I love how each word has a definition and is assigned a part
of speech. Nouns have a physical description that can be described with more
words or with pictures in our heads. The word “bucket” may create a picture of
a black kitchen bucket, a stainless steel trough, a small red sand bucket, or a
number of other pictures. For me, the first visual that comes to my mind when
the word “bucket” is said, is of my yellow Labrador Retriever that I had many
years. Yes, I named her Bucket. I’ve been asked countless times why I have named
my dogs such, as they call them, “weird” names. It is for this very love of
words that I name my dogs after inanimate objects. It is incredible to me that
a word can create a picture in our minds. It is even more incredible to me, the
transition that takes place when you give a word a new meaning. Parents name
their children after what they want for their kids, a feeling or after a month;
Hope, Faith, or August. We don’t question them. When I named my dog Carwash, I
was regularly questioned as to why I would do such a thing. The word ‘carwash’
has a definition, the name Carwash, is just a word. I like the way it looks
when it is written. I like the way it sounds when you say it fast or when you
say it with love and drag out the sounds. I simply like the word.

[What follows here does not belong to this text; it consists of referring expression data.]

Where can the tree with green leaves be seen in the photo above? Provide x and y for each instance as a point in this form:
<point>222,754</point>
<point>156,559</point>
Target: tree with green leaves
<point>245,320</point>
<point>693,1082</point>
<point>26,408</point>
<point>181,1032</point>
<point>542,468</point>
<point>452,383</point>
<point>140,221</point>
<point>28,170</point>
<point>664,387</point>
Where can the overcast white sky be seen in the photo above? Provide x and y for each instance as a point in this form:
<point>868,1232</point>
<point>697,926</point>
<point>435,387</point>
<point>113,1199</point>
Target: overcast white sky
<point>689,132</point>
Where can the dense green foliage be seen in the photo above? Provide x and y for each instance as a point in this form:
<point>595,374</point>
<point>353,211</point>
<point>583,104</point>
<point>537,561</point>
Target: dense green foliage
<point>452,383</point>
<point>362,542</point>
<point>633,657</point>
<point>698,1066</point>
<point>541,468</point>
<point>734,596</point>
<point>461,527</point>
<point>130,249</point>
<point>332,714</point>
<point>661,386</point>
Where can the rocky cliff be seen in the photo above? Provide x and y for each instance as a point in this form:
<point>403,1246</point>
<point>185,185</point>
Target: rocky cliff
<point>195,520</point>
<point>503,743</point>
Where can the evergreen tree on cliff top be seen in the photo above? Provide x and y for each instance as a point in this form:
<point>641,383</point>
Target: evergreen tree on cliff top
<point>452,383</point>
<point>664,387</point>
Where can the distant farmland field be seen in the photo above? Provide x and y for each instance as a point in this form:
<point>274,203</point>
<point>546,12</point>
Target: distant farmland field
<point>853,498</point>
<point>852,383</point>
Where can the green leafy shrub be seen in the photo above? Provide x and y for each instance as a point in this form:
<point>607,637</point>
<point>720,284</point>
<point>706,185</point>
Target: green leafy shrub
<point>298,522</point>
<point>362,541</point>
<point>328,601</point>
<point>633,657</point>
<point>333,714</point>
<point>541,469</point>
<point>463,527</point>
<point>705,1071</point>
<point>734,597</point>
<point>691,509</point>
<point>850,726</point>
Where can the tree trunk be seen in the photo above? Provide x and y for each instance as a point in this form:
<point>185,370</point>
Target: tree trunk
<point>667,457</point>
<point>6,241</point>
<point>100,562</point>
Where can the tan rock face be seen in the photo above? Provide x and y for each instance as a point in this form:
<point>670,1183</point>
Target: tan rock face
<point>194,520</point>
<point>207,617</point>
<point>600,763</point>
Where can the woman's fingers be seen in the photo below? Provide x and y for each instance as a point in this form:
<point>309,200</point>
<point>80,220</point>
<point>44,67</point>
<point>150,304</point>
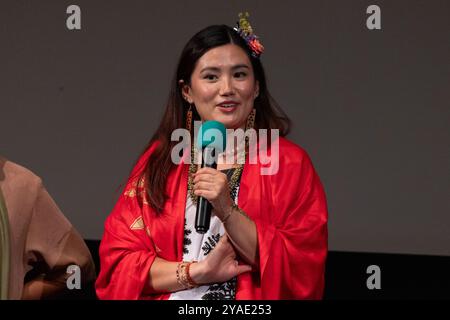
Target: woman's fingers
<point>204,186</point>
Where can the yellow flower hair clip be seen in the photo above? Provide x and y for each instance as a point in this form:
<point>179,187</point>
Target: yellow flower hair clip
<point>245,30</point>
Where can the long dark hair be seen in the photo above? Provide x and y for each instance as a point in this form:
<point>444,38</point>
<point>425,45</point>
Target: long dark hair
<point>268,114</point>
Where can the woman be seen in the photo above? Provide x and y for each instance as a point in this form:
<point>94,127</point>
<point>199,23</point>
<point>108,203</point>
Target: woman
<point>268,233</point>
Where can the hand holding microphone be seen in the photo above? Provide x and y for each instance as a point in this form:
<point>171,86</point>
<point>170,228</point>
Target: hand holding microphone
<point>209,184</point>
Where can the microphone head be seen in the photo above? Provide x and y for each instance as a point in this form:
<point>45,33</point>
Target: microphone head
<point>212,134</point>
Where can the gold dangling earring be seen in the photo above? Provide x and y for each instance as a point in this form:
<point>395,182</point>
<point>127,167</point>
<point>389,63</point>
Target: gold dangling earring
<point>189,118</point>
<point>251,120</point>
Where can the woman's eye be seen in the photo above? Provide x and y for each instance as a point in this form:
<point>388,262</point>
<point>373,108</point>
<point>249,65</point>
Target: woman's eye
<point>210,77</point>
<point>240,74</point>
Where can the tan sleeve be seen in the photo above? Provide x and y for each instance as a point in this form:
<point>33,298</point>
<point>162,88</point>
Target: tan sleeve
<point>53,243</point>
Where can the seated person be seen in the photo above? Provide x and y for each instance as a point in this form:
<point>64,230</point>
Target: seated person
<point>35,236</point>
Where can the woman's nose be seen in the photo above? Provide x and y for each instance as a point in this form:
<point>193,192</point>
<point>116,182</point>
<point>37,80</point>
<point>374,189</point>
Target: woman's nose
<point>226,87</point>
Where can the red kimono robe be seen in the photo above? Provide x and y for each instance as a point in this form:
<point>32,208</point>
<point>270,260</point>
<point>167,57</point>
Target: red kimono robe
<point>288,208</point>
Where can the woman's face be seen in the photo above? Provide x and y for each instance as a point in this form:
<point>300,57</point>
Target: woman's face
<point>223,86</point>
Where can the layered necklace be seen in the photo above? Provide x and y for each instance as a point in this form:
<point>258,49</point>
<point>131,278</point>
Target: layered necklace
<point>232,182</point>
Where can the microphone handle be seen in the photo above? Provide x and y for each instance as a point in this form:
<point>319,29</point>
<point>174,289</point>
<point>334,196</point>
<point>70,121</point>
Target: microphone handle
<point>204,207</point>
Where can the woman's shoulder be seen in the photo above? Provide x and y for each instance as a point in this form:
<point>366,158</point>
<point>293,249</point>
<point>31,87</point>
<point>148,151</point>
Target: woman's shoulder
<point>292,153</point>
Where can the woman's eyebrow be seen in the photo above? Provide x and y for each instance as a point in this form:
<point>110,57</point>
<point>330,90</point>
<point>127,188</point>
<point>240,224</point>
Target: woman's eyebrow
<point>216,69</point>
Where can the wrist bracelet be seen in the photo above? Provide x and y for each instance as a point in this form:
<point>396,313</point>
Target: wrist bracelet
<point>183,276</point>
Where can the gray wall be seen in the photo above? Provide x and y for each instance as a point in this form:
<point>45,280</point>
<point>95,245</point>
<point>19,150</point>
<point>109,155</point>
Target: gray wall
<point>370,107</point>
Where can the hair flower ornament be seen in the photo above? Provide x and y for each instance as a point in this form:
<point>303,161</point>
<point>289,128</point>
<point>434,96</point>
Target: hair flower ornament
<point>245,30</point>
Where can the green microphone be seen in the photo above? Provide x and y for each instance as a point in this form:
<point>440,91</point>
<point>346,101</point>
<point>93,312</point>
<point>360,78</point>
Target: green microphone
<point>212,140</point>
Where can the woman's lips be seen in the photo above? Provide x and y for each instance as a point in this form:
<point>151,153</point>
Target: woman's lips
<point>228,108</point>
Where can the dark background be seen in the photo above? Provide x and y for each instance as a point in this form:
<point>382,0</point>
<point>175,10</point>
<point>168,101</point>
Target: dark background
<point>371,108</point>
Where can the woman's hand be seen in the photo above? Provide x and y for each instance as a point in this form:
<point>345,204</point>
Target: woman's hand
<point>219,265</point>
<point>213,185</point>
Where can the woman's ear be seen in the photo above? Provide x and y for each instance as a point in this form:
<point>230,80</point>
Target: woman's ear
<point>185,91</point>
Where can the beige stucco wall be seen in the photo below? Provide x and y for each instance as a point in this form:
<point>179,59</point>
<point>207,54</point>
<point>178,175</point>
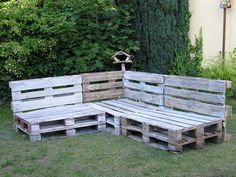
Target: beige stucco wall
<point>208,15</point>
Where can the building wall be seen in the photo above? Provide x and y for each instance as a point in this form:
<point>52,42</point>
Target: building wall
<point>208,15</point>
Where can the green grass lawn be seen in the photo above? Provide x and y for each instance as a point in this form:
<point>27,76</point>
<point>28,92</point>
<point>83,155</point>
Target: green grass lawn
<point>106,155</point>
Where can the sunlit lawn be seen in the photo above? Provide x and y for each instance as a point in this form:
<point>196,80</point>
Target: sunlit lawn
<point>104,154</point>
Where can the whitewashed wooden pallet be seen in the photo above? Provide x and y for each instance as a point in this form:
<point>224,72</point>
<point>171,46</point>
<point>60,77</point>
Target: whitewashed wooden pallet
<point>71,120</point>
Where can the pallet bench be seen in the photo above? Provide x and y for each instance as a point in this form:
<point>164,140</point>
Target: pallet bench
<point>168,112</point>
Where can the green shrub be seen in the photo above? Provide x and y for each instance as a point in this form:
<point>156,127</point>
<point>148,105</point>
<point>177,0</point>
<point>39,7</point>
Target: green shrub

When I named Bucket, I had a hard time changing the picture
in my head. For the first several months that I had her, every time I said her
name I saw a picture of a silver bucket appear in my mind’s eye. As the months
passed, the visual that I saw slowly changed and my visual definition of the
word bucket took a new shape. When people would say the word “bucket” in
conversation, I would no longer see that silver bucket, but rather, I would see
my 6 month old yellow Labrador in all her lanky and puppy-like ways. The word
made a complete transformation in my mind. I recall one night when it was
raining and a friend made the comment, “It’s raining buckets outside.” The image
that appeared in my head was of a million yellow labs falling from the sky. It
took me a second to recreate my visual definition of the word so that I could
understand the commonly used idiom that I had heard and understood so many
times before.
Words are strings of letters. Some person along the way
decided to put some of those letters together and made a word. They attached a
meaning and then repeated the word to other people. The definition allowed them
to have a mutual understanding. Giving names allows us to again use words. We
are introduced to that animal or human with the name and we have a common
understanding of what to call them. It’s phenomenal how words have meaning and
even multiple meanings. A simple letter change can change a word, and at times there
is no need to change a letter. It’s incredible. I am happiest when I am writing
words, when they are thought of in my head and find a way out of my body and
onto paper. I have a love for words.